Russell Churney (10 September 1964 - 27 February 2007) was an English composer, pianist, arranger and musical director, and a member of the comedy/cabaret group, Fascinating Aïda. Ooberman keyboardist and vocalist Sophia Churney is his sister.

==Biography==
Born as Lindsay Russell Churney in Liverpool, Churney was educated at Merchant Taylors' School in Great Crosby and Trinity College, Cambridge. He studied Law.

He spent seven years working with the comedian Julian Clary, touring extensively with Clary and singer Barb Jungr, and appearing with Jungr on Clary's Channel 4 TV series Sticky Moments with Julian Clary. Together with Jungr, he devised and performed in shows including Bare, Killing Me Softly, Songs From The Heart, Chanson: The Space in Between, Barb, Bob and Brel, and the musical The Ballad of Norah's Ark.

He recorded the album Durga Rising (1997) with Jungr and percussionist Kuljit Bhamra, and he performs on Jungr's albums Bare (1999), Chanson: The Space in Between (2000), and Every Grain of Sand: Barb Jungr Sings Bob Dylan (2002).

With Des de Moor (like Jungr, a chansonnier, or singer of chansons), he devised and performed in Darkness and Disgrace: Travels with a Wild-Eyed Alien from Bromley, a show directed by Jungr and based around songs by David Bowie. Churney and de Moor also recorded an accompanying album Darkness and Disgrace: Des de Moor and Russell Churney Perform the Songs of David Bowie (2003), featuring Jungr.
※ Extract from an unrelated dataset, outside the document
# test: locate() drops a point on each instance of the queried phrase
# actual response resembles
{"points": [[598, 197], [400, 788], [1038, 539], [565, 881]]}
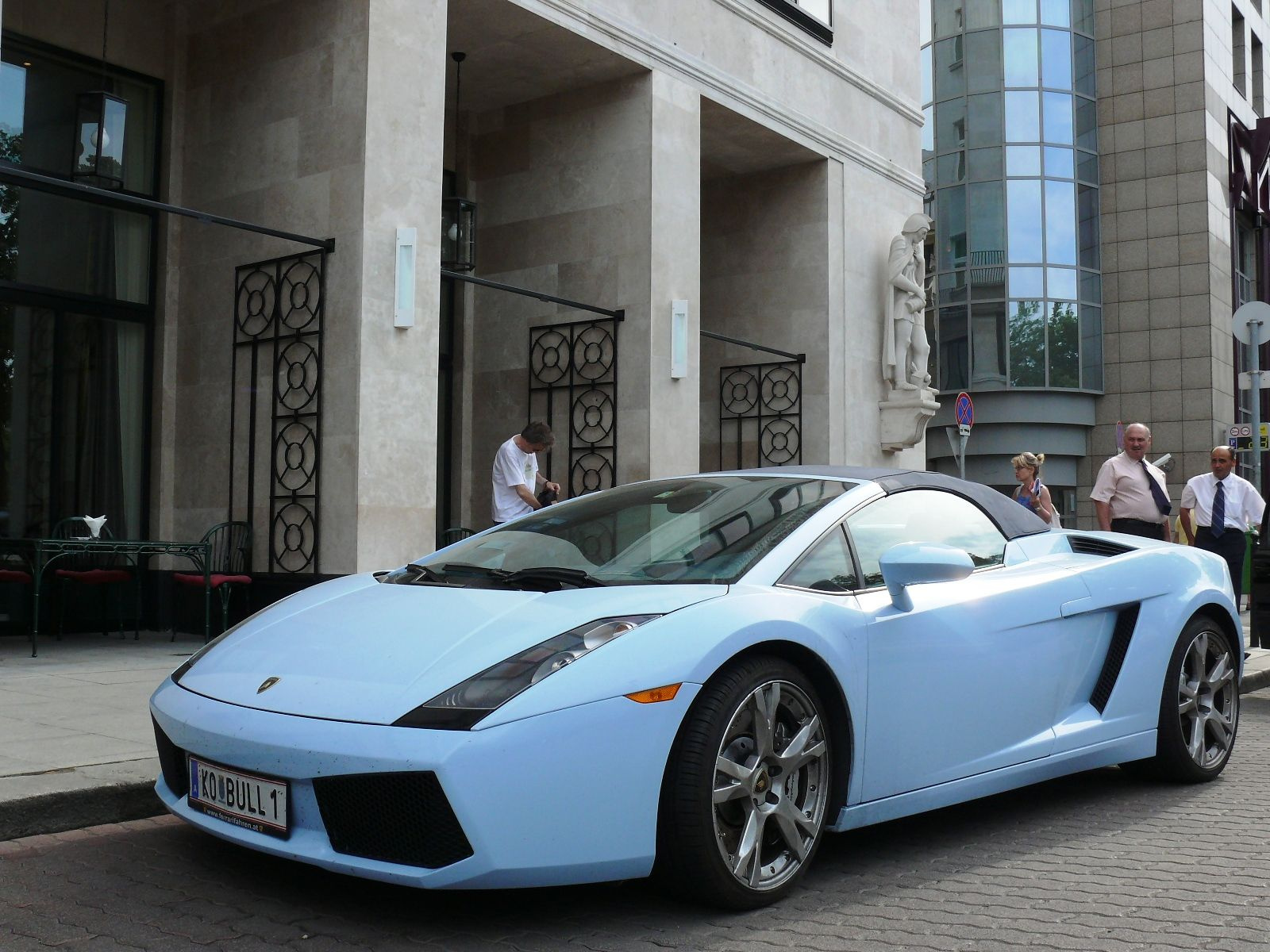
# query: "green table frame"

Other musical shows on which Churney worked as musical director and pianist include Portraits in Song (with Elizabeth Mansfield),
The Lonely Fate of the Femme Fatale (with Sandra Lawrence),
Back With You (with Dillie Keane), Cabaret Whores (with Howard Samuels), Straker Sings Brel (with Peter Straker),
and Big Night Out at the Little Palace Theatre (with Sandi Toksvig and Dillie Keane).
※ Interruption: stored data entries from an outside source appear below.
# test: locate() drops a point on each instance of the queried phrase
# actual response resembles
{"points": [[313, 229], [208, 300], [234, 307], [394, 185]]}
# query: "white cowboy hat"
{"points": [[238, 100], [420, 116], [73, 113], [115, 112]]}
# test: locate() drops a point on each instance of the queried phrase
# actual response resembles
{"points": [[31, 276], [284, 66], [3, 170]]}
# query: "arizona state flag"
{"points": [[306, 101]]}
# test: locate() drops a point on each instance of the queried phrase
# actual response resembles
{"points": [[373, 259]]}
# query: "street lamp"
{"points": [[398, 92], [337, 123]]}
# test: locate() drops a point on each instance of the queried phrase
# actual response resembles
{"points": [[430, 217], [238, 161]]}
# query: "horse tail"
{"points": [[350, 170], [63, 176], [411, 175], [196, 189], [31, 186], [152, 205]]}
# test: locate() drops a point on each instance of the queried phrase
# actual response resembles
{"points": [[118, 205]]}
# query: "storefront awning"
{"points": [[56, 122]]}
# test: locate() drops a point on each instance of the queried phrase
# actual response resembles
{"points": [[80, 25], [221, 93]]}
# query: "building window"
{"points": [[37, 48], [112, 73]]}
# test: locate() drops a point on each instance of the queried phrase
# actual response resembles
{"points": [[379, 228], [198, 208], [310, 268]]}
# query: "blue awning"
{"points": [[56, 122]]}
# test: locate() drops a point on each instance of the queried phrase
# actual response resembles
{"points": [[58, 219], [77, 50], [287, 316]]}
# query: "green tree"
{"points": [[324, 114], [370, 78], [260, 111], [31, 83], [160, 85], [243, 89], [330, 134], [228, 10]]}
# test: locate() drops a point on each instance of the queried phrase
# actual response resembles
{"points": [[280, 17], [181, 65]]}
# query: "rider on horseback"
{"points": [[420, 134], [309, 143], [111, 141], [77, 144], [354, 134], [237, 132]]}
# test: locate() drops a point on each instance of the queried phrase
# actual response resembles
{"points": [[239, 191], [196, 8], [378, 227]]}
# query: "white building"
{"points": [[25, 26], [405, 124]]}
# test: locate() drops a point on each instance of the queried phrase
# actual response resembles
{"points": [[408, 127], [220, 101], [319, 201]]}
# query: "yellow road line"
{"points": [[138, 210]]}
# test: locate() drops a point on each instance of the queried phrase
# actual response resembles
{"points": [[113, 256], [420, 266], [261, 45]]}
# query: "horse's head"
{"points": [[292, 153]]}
He also recorded the albums One Last Flutter with Fascinating Aida and Back With You with Dillie Keane. He composed original scores for films including One Minute Past Midnight (directed by Celia Galan Julve, 2004) and the Channel 4 documentaries Return Trip (dir Carol Morley) and The Alcohol Years (directed by Carol Morley, 2000).

Performers in The Lovely Russell rehearsing (top) and performing (bottom).

Churney died of pancreatic cancer, aged 42. A memorial concert, The Lovely Russell, was held in his honour on 29 June 2008, with performances by his friends or associates Barb Jungr, Sandi Toksvig, Fascinating Aïda, Julian Clary and many others. Sylvester McCoy donated one of his prop hats from his character in Doctor Who. The proceeds of the concert went to Russell's favourite charities.